Canger's Dali Skull sculpture is displayed in the Fine Art Gallery of the International Life Cast Museum in Boston, Massachusetts. It was created in 2005 and is made of painted fiberglass-filled plaster on wood.

Playboy Playmate Helena Antonaccio appeared in Playboy Magazine standing beside her sculpture created by Canger, and Playboy model Michelle Diamond was featured with Canger in a life-casting segment for "The Living Edge" television show.

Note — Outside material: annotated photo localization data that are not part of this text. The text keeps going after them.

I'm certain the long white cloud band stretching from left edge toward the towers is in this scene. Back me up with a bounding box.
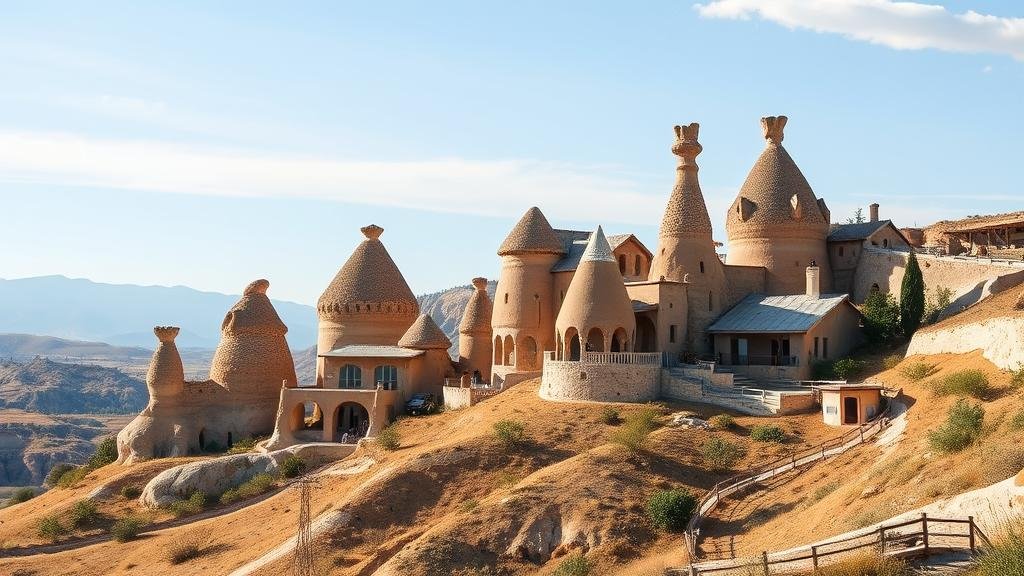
[0,132,665,224]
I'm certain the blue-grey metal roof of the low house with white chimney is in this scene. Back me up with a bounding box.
[708,294,852,333]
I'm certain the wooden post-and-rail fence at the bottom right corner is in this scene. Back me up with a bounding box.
[667,513,991,576]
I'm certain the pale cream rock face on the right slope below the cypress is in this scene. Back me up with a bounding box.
[906,318,1024,370]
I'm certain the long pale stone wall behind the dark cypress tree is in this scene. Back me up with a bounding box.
[851,247,1024,308]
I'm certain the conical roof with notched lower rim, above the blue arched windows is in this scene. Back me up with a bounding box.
[316,224,420,319]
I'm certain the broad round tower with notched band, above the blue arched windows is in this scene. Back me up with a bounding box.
[316,224,420,380]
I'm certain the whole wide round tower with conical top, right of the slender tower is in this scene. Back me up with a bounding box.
[725,116,831,294]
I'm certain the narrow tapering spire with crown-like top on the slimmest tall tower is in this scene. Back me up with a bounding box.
[658,122,712,238]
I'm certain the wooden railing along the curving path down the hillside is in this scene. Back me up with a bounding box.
[685,402,892,559]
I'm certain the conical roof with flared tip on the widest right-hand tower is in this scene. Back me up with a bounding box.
[726,116,828,238]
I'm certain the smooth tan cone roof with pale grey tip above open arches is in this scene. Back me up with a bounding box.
[555,227,636,339]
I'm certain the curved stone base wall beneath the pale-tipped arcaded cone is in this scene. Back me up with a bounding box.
[540,360,662,402]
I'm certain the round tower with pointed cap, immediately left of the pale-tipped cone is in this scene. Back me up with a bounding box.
[490,206,565,377]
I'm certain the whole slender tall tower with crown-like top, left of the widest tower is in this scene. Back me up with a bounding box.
[649,122,725,354]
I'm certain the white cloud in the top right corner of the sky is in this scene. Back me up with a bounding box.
[694,0,1024,60]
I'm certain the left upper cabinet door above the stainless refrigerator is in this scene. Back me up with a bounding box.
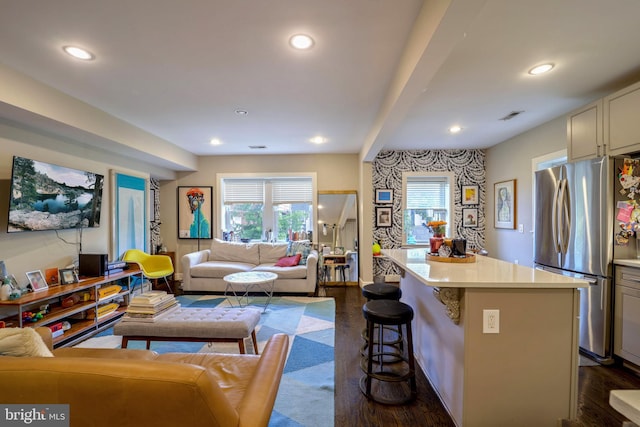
[567,99,605,160]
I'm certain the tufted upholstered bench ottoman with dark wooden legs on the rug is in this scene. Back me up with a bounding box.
[113,307,260,354]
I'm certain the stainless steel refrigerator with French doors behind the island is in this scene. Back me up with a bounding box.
[534,157,615,363]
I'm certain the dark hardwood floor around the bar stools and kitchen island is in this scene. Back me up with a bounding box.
[324,286,640,427]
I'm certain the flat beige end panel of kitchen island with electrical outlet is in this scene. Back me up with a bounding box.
[463,289,580,427]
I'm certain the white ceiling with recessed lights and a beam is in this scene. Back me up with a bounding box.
[0,0,640,166]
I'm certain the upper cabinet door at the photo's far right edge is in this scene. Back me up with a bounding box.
[604,83,640,156]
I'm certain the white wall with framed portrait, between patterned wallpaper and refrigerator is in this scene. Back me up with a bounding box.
[485,117,567,266]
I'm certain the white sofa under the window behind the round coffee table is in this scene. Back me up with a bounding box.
[181,239,318,295]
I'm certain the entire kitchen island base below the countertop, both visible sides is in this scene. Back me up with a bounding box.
[400,271,579,426]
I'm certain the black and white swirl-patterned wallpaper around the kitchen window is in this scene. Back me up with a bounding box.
[372,150,486,276]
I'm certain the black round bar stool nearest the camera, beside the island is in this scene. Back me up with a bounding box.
[360,300,417,405]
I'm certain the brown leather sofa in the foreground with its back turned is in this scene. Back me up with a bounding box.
[0,328,289,427]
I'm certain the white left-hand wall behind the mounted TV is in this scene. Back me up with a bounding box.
[0,123,158,283]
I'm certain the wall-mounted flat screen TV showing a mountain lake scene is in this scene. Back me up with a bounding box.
[7,156,104,233]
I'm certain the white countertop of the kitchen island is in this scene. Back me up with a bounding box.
[382,248,588,289]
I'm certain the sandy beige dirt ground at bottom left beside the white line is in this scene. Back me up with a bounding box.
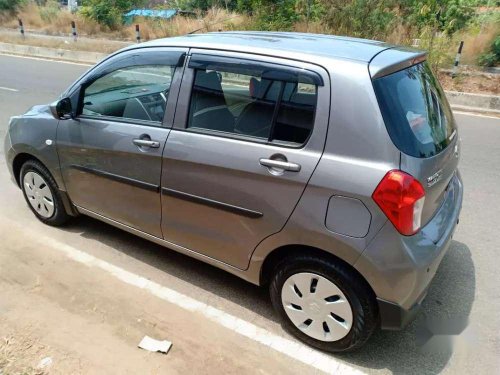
[0,219,316,375]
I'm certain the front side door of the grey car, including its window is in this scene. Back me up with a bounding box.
[57,48,186,237]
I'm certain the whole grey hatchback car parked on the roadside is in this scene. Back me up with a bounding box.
[5,32,463,352]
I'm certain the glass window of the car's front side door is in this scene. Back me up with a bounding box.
[82,65,175,122]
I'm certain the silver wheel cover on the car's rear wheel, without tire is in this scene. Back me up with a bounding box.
[281,272,353,342]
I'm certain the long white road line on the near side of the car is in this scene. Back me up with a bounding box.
[8,220,365,375]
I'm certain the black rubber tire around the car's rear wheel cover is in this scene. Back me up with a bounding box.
[269,255,379,353]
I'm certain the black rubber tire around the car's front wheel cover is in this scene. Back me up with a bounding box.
[19,160,70,227]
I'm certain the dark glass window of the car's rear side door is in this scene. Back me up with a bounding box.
[188,66,317,146]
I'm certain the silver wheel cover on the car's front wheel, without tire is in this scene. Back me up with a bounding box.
[23,171,54,219]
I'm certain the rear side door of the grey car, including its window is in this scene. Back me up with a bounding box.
[161,50,330,269]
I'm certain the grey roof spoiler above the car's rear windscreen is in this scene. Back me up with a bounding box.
[368,47,427,79]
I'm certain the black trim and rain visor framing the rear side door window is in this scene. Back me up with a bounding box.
[185,53,324,150]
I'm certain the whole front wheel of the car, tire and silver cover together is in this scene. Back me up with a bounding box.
[20,160,69,226]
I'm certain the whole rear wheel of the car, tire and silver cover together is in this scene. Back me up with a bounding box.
[270,256,378,352]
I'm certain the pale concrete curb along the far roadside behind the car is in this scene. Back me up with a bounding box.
[0,42,500,114]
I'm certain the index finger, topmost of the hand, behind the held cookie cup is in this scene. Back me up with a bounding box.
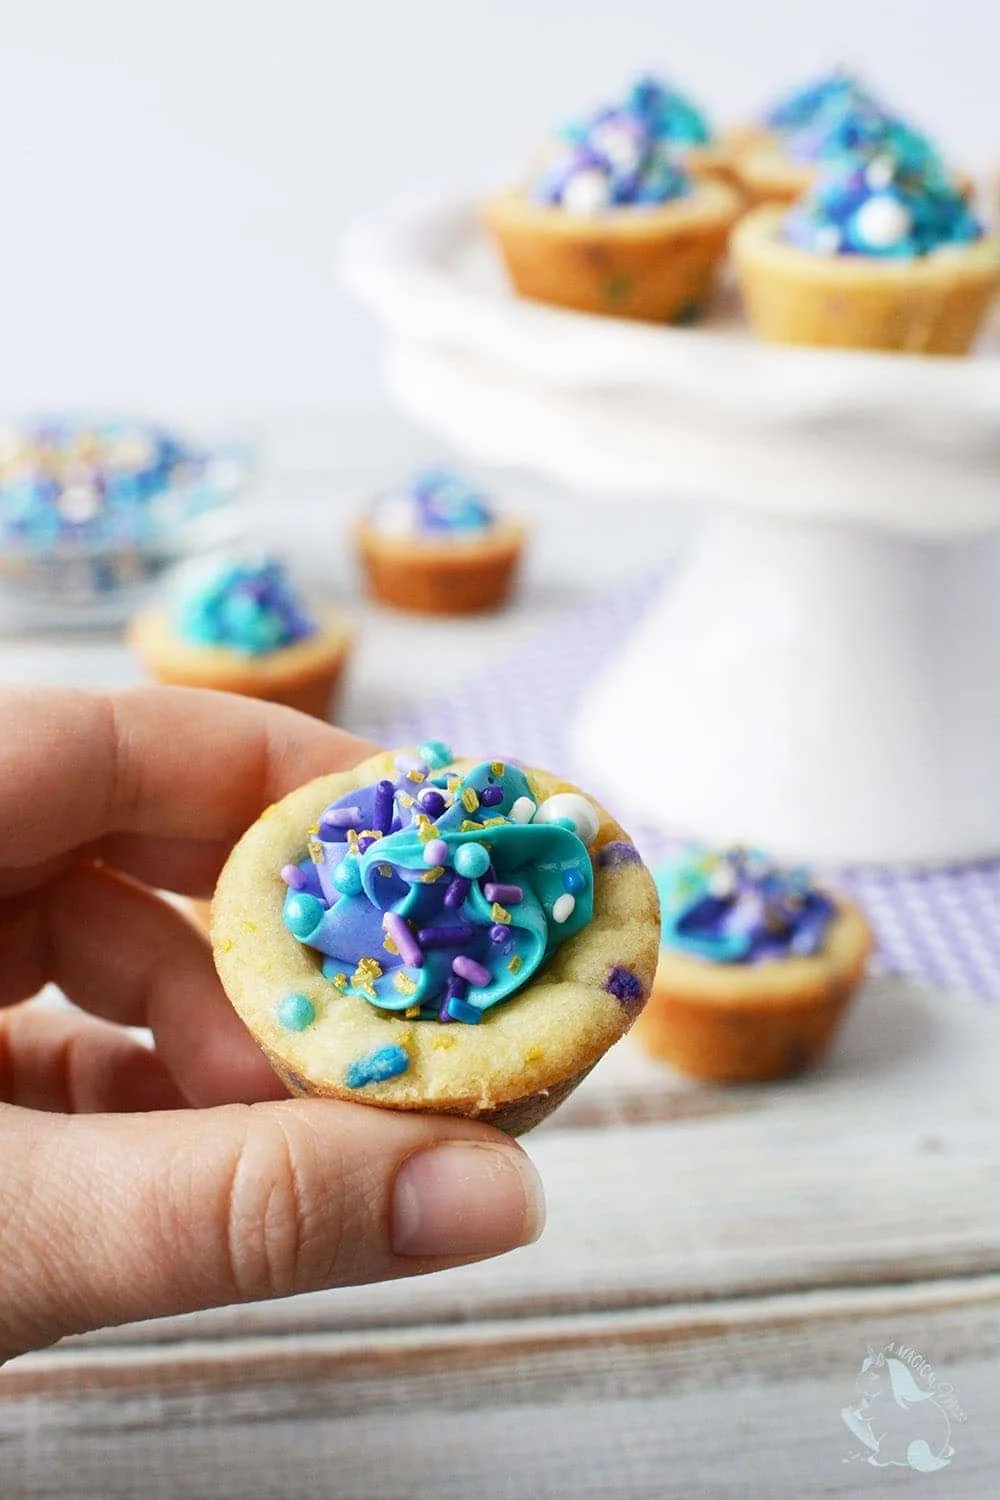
[0,687,373,869]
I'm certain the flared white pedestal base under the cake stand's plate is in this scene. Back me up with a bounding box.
[573,512,1000,864]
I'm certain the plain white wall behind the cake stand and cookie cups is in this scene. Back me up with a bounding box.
[0,0,1000,417]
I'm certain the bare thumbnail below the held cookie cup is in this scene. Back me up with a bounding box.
[391,1142,546,1257]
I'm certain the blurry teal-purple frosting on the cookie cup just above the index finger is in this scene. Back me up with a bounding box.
[172,558,318,657]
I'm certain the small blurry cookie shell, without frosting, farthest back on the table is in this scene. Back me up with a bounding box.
[354,521,525,615]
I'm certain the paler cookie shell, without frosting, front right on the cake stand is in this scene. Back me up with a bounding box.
[732,206,1000,354]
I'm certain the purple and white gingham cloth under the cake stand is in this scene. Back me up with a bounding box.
[358,578,1000,999]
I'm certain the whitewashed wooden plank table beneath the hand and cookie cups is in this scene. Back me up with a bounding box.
[0,420,1000,1500]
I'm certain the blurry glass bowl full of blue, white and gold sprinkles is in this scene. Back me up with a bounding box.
[0,417,250,627]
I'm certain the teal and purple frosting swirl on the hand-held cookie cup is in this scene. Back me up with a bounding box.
[282,741,594,1023]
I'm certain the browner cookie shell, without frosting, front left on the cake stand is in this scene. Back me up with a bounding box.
[483,182,741,323]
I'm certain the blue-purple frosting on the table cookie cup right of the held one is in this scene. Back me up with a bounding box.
[654,849,837,963]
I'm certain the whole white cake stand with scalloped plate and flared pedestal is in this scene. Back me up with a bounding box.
[345,203,1000,864]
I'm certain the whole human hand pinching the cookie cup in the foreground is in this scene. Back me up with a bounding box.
[0,689,544,1364]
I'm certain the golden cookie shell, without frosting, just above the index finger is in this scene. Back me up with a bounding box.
[127,608,354,719]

In 2005, Canger received an International Humanitarian Award from the Association of Lifecasters International and received a second ALI award the following year in the "Most Outrageous" category.

==Religious reflection==
The Center for Worship Resourcing from the Methodist General Board of Discipleship offers "Worship Planning Helps" to help engage thought-provoking dialectic within their congregations. They explored suffering using art as a source of reflection. "Guernica" by Pablo Picasso was the featured painting, but they also found Canger's work to be even more provocative and disturbing. "Labor Pains", by Canger, is very physical and graphic. The GBOD felt it might be useful and provocative if the people were up to engaging art of this intensity.

Canger's work has found a home in various churches regardless of domination. Whether they are traditional religious paintings and stained-glass windows or his unorthodox sculptures, his art is appreciated for its unique spiritual message.